The mechanic of having a player's health be represented through some other abstraction than a bar or counter is common, but doesn't really have a specific standard term. We just label it as what it is, in English: a health system without an obvious bar. There's lots of different ways you could slice it, depending on the specific aspect of it you're trying to convey as important.
For example, if the important thing is that there's no easy-to-read discrete indicator of your health as a percentage or value, you may say it's an "opaque" or "obscured" health by system.
If the important thing is the visual effect you replace the discrete readout with, you might come up with a visceral name like "blood barrel" (which, I have to say, is not a term I've ever heard before for the concept in the industry).
If you think the important thing is to be going for "realism" (questionable) by making it hard to tell precisely how close one is to death, you might call it a "realistic" health system.
Generally the importance is probably with the "no UI" aspect, so you'll most often find variations on that theme. "Distraction-free," "in-world," "UI-less," "immersive" (also questionable, as your eyes are not a camera lens as they are in that screenshot). And so on.
To address some comments:
Isn't the most important aspect of this system the fact that there are
no medkits or health packs to pick up?
Based on the original text of the question, no, because a system where health can't be restored by consumables is orthogonal from one where the feedback about your current health state is communicated without discrete bars or graphs, as in the screenshot and descriptions posted by the OP.

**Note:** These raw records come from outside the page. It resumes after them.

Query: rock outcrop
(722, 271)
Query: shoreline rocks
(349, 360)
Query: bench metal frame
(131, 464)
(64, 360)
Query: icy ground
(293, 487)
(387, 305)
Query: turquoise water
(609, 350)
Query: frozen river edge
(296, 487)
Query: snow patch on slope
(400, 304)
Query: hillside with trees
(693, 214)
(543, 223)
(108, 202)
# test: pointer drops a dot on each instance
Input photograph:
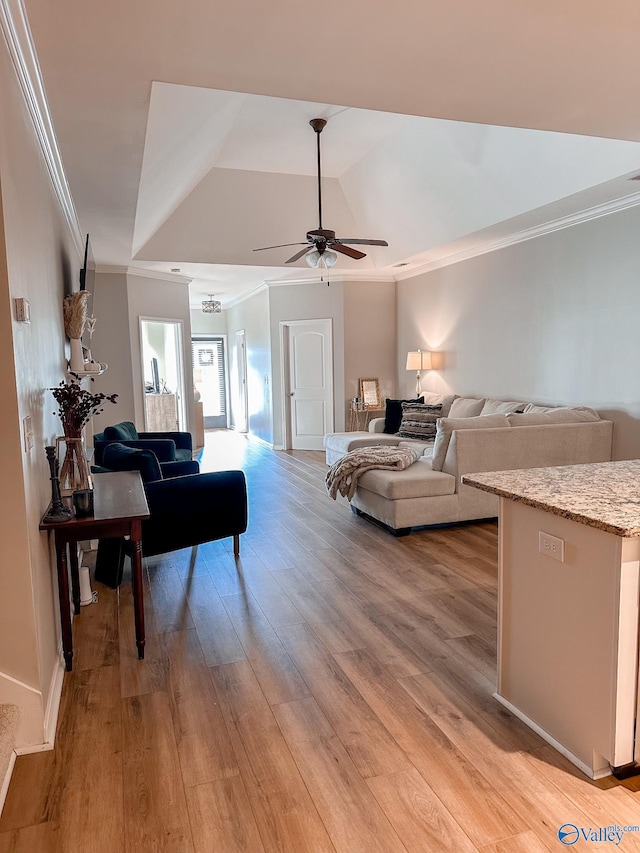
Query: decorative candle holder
(57, 511)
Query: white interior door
(310, 383)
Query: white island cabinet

this type of health system is well (perhaps even universally) known
as "regenerating health".
Yes, a system where your health regenerates is fairly universally known as a "regenerating health" system, but that doesn't appear to be what the asker is talking about. The description and screenshot illustrates the mechanic where blood smears (or similar fuzzy metrics) convey how close the player is to death, and don't speak of regeneration specifically (just healing, which is more general).